報告三二号 蛆主宿儺(本体)

報告案件 蛆主宿儺(本体)

報告者 冴島将吾


 報告二一号 死児 を発見した冴島将吾はその後ブラインドマン部隊に志願、訓練を終え任務に就いていた。関西地方に派遣された際、彼は突如、軍の制御から離れ、単独行動に移った。冴島が向かったのは報告四号 乾物 の回収された村のある山であった。

 冴島は過去の経緯から調査局に記録媒体を持たされていたため、彼の足取りは一部始終、撮影記録されていた。冴島は山中を進み、乾物の村に到着すると、村の民家のひとつに入った。民家の最奥、半地下の空間には古井戸があり、冴島は即座に飛び込んだ。水中を沈み続け、やがて横穴に入り込んだ。

 約三〇秒後、冴島は泥土の上に這い上がり、装備品のフレア(発炎筒)に着火した。地下には相当な広さの空間があり、行方知れずになっていた村人達が共食いしながらひしめいていた。フレアに興奮した村人達が襲いかかってきたため、冴島は機関銃で応戦した。

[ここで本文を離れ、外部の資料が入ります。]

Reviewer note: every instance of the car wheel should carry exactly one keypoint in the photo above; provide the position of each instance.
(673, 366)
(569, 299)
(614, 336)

 機関銃装弾五八発を撃ち尽くした後、拳銃弾一二発を発射。敵が残存していたためフレアとナイフで対応した。村人鎮圧後、冴島は空間深部で乾物化した人肉をなめている死児を発見。蛆主宿儺の和鏡に彫られた神仏像、縦に裂けた口を持つ目無しの仏と同じ顔をしていた。冴島はこの死児と交戦。戦死した。

 冴島の後を追った部隊員達が、約一時間後に現場に到着。死児を撃破した。冴島将吾の精神に何が起こったのか、死児との間に何らかのリンクがあったのかは不明。すべては右園死児的現象と整理する他ない。死児(後に蛆主宿儺と認定)と村人達は回収され、現在冷凍封印されている。

 神谷修二に本案件に関して意見を求めたが、一言も無かった。